## Intro

The purpose of today's class is to explore data using **interactive visualizations**. Interactivity is a key part of modern dataviz. It's a way to allow users of your visualizations get their own feel for the data ... to create richer visualization, where people who use your work can expose more of the data by exploring.


In [1]:
import pandas as pd
pd.set_option('display.float_format', '{:.7f}'.format)
import numpy as np
import matplotlib.pyplot as plt
import seaborn as sns
import bokeh
from bokeh.plotting import figure
from bokeh.models import ColumnDataSource, FactorRange
from bokeh.io import show

## Part 1: Video Lectures and Reading

Starting this week, we'll be playing around with *explanatory data visualization*. Roughly speaking this means using data visualization to communicate your results to others. Thus, there are new things to think about. 
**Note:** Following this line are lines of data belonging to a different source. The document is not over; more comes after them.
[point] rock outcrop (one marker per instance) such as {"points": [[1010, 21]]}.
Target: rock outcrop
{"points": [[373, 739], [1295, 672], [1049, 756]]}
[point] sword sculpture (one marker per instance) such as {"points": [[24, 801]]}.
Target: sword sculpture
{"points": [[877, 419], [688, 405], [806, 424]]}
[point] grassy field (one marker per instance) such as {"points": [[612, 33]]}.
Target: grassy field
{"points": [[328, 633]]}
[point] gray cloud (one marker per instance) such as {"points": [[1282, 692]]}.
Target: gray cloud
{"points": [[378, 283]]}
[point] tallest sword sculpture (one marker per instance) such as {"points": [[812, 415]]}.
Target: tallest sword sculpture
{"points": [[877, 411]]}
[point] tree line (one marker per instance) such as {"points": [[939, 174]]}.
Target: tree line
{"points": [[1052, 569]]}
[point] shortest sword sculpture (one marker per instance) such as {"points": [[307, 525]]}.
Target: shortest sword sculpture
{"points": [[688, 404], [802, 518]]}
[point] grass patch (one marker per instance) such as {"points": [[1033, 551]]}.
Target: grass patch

Until today we have worked with static data visualization. However, exploratory data analysis means to be able to explore the multi-faceted nature of data and *interactive dataviz* is a handy tool to do it! It allows to play with the data: Toggle the view. Zoom. Drag. Show more details. All those things. Those are a key part of modern data visualization. 

The video below provides context about these points.

We start with the video and then read a bit from a scientific article about types of explanatory dataviz. (*The video is from an old version of the class that used D3, so just ignore those parts.*).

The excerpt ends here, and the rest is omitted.